Les dirigeants, en effet, ne sauraient afficher un quelconque soutien à la candidate d’extrême droite: ils n’en ont évidemment ni l’envie, quelle que soit leur rejet du président sortant, ni les moyens, sauf à se discréditer dramatiquement et durablement. La plupart d’entre eux ont au demeurant appelé, dès dimanche soir, à faire barrage à Marine Le Pen. Certains en prononçant, fût-ce du bout des lèvres, le nom d’Emmanuel Macron; d’autres en se contentant, comme Jean-Luc Mélenchon (qui avait déjà adopté cette ligne de repli il y a cinq ans), de proclamer leur rejet de la candidate du Rassemblement national.
La tentation des mélenchonistes
Reste, pour leurs électeurs, à déterminer ce qu’ils vont faire le 24 avril.
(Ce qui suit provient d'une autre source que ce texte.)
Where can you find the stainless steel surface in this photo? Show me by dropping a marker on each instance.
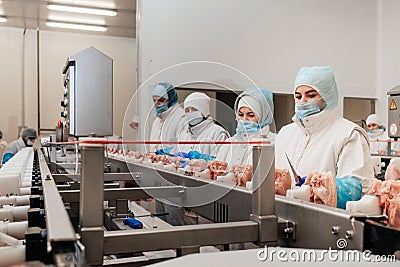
(108, 177)
(126, 193)
(319, 226)
(312, 223)
(91, 203)
(295, 175)
(188, 235)
(263, 195)
(59, 227)
(89, 86)
(394, 112)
Pour un certain nombre d’entre eux, le devoir est clair: même si le mythique „Front républicain“ contre l’extrême droite semble bien mort et enterré (voir Tageblatt d’hier), ils voteront, le cœur gros de devoir le faire une fois encore, faute de candidat de gauche présent au second tour, pour Emmanuel Macron. Comme ils l’ont déjà fait en 2017, et comme ils l’avaient fait pour Jacques Chirac en 2002, pour faire barrage au père de Marine Le Pen.
D’autres se laisseront certainement tenter par l’abstention ou le vote blanc, refusant, comme le demandait le dirigeant communiste Jacques Duclos en 1969, à propos de l’affrontement entre Georges Pompidou et le très conservateur président du Sénat Alain Poher, de „choisir entre la peste et le choléra“. Une abstention forte aurait en outre l’avantage, à leurs yeux, de faire du vainqueur quel qu’il soit un(e) président(e) mal élu(e).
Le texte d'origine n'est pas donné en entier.